Kamal Bimoro, chauffeur au service de l’Eglise catholique, a été emprisonné et torturé jusqu’à la mort. Cette mort semble être un «mystère calculé»: on l’a probablement sorti de sa cellule la nuit et tué par balles. Le pistolet dont on s’est servi a été placé sur son corps pour donner l’impression qu’il s’était suicidé...
La liste des victimes ne fait que s’allonger.
Les mujahidins
En général, tous ceux qui sont revenus à Raga n’ont pas pu retourner dans leur maison ou leur propriété. Selon la politique du gouvernement, les «mujahidins» (saints guerriers dans une guerre sainte) ont le droit divin de se livrer au pillage dans toute ville qui tombe en leurs mains. Et pourtant, les civils de Raga sont tous des Soudanais, et le GOS prétend se battre pour défendre tous les Soudanais sur le territoire national! Mais il le fait d’une façon discriminatoire. Ce qui l’intéresse c’est la terre du Sud-Soudan et non la population, dont la plupart sont des Africains noirs de religion chrétienne.
Quand les mujahidins envahissent une ville, ils font des ravages. Cela fait partie de la politique d’islamisation du gouvernement, comprise dans son projet connu sous le nom de «Mohsru Al-Hadari» (en français: «projet d’orientation»). Cela peut sembler assez vague, mais ils en comprennent le sens. C’est un projet d’islamisation pour lequel tous les moyens sont bons: contrainte, terreur, mariages forcés, corruption, et des “faveurs” comme l’emploi ou des objets de luxe.
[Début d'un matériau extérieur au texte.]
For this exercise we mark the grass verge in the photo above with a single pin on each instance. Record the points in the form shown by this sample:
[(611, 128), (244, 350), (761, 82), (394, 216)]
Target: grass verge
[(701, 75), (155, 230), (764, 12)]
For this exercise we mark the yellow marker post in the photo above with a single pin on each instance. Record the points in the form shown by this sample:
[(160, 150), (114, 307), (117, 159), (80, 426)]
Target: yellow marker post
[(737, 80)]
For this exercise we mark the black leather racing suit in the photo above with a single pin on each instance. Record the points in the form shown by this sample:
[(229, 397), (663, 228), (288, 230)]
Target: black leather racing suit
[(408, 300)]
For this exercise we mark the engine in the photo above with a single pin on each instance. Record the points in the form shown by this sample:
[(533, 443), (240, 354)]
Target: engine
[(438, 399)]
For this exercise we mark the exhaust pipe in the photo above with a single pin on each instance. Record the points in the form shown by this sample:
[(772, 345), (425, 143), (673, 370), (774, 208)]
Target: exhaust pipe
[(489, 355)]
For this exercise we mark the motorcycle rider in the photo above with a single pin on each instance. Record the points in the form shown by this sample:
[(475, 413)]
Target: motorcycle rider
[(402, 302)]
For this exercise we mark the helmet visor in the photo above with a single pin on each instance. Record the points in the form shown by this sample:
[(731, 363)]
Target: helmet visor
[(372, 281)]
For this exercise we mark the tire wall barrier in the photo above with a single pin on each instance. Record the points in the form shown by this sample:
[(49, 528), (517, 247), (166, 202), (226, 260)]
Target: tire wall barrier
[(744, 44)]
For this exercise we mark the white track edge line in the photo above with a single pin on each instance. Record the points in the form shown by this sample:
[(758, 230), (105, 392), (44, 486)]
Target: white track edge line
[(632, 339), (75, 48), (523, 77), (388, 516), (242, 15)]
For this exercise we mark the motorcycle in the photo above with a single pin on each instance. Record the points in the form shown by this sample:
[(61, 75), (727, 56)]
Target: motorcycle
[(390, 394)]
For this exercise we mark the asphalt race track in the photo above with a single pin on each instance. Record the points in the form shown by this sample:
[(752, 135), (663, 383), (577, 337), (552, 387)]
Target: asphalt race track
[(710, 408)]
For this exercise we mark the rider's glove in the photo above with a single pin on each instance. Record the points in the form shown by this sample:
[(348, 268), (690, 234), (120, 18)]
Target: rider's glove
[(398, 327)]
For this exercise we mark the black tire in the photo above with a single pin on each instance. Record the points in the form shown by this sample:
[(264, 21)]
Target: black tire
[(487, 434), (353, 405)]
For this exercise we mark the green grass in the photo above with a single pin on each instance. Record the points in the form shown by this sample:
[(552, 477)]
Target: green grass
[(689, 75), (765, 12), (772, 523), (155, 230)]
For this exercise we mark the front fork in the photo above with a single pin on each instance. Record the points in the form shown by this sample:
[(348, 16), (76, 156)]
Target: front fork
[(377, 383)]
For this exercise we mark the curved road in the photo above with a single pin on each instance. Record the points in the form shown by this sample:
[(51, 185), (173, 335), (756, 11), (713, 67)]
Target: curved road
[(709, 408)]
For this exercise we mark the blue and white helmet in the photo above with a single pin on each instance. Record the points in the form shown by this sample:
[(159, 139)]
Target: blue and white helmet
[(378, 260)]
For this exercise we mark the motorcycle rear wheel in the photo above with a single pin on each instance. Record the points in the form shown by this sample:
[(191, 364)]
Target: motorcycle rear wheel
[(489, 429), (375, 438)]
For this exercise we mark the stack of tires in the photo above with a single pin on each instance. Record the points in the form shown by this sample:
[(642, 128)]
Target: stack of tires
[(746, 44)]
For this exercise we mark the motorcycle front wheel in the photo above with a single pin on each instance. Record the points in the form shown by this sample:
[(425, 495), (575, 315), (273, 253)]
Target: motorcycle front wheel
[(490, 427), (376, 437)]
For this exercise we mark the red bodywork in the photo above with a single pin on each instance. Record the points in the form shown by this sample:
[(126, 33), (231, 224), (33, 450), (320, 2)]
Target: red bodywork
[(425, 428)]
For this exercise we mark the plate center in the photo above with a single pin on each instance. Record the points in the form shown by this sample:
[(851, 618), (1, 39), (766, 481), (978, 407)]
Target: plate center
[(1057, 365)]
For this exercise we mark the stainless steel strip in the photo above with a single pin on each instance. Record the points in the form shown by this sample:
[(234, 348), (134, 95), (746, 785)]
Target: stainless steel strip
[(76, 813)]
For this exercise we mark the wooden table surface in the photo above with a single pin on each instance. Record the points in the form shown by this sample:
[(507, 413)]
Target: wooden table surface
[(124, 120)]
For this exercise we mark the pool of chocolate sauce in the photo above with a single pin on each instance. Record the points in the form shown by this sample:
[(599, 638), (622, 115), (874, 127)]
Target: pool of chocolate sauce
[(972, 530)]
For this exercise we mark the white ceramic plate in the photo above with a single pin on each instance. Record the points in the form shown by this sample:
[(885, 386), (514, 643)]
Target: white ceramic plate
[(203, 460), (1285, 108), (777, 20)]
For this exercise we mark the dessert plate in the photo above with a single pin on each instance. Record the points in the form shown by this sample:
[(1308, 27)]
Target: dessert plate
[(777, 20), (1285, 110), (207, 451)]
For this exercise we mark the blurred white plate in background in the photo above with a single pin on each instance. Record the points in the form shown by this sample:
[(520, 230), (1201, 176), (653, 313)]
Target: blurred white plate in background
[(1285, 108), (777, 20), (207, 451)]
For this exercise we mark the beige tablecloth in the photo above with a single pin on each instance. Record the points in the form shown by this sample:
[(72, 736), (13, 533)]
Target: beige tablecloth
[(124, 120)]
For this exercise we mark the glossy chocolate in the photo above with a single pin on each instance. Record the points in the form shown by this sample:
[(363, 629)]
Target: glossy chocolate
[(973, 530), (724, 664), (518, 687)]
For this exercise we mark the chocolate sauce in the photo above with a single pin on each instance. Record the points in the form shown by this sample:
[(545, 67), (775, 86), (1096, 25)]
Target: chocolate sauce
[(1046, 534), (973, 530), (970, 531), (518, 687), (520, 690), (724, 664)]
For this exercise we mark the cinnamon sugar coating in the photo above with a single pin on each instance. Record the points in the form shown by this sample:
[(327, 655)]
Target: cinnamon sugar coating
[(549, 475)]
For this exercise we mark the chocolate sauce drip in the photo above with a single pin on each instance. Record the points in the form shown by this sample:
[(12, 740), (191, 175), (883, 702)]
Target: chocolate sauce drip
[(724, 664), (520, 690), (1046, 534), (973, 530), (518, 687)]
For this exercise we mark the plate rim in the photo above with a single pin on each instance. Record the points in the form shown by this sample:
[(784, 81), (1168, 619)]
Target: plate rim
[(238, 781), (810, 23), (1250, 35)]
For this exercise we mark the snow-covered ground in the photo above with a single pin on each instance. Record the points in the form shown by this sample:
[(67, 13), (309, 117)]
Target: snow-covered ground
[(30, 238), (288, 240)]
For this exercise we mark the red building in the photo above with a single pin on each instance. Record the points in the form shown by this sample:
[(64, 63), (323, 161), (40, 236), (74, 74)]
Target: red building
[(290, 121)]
Quand on interroge le GOS au sujet des atrocités commises par les mujahidins, il répond que ces gens-là agissent sans ordres des autorités. Mais voilà près de treize années que ça dure! Pourquoi le GOS ne fait-il rien pour y remédier?
Quand les troupes du gouvernement reprirent Raga, elles ont pillé la ville, sous prétexte qu’elles doivent appliquer la politique du GOS pour l’arabisation et l’islamisation. Même les biens des Eglises n’ont pas été épargnés. Le commandant Ismali Kakum s’est approprié d’une voiture de l’Eglise catholique, portant la plaque EE 7867. En fait, tout le programme de pillage et de chasse à l’homme aux soi-disant “agents” se faisait sous le contrôle d’Ismail Kakum. (Il fut plus tard remplacé par le lieutenant colonel Mahomed Al-Amin).
Les pillages et les arrestations continuent. Il n’y a pas encore de gouvernement civil à Raga. Les citoyens sont toujours à la merci des soldats, qui les terrorisent. Et pourtant, de plus en plus de civils, surtout du groupe ethnique Furge, sont revenus à Raga, à cause des dures conditions à Daein.
Début mai, les ONG n’avaient pas encore eu accès à Raga. Il n’y a plus de services d’éducation sauf l’endoctrinement à l’idéologie islamique dans les Khalwas (écoles islamiques). Même le matériel des écoles appartenant aux Eglises a été pillé et transporté à Khartoum comme butin de guerre.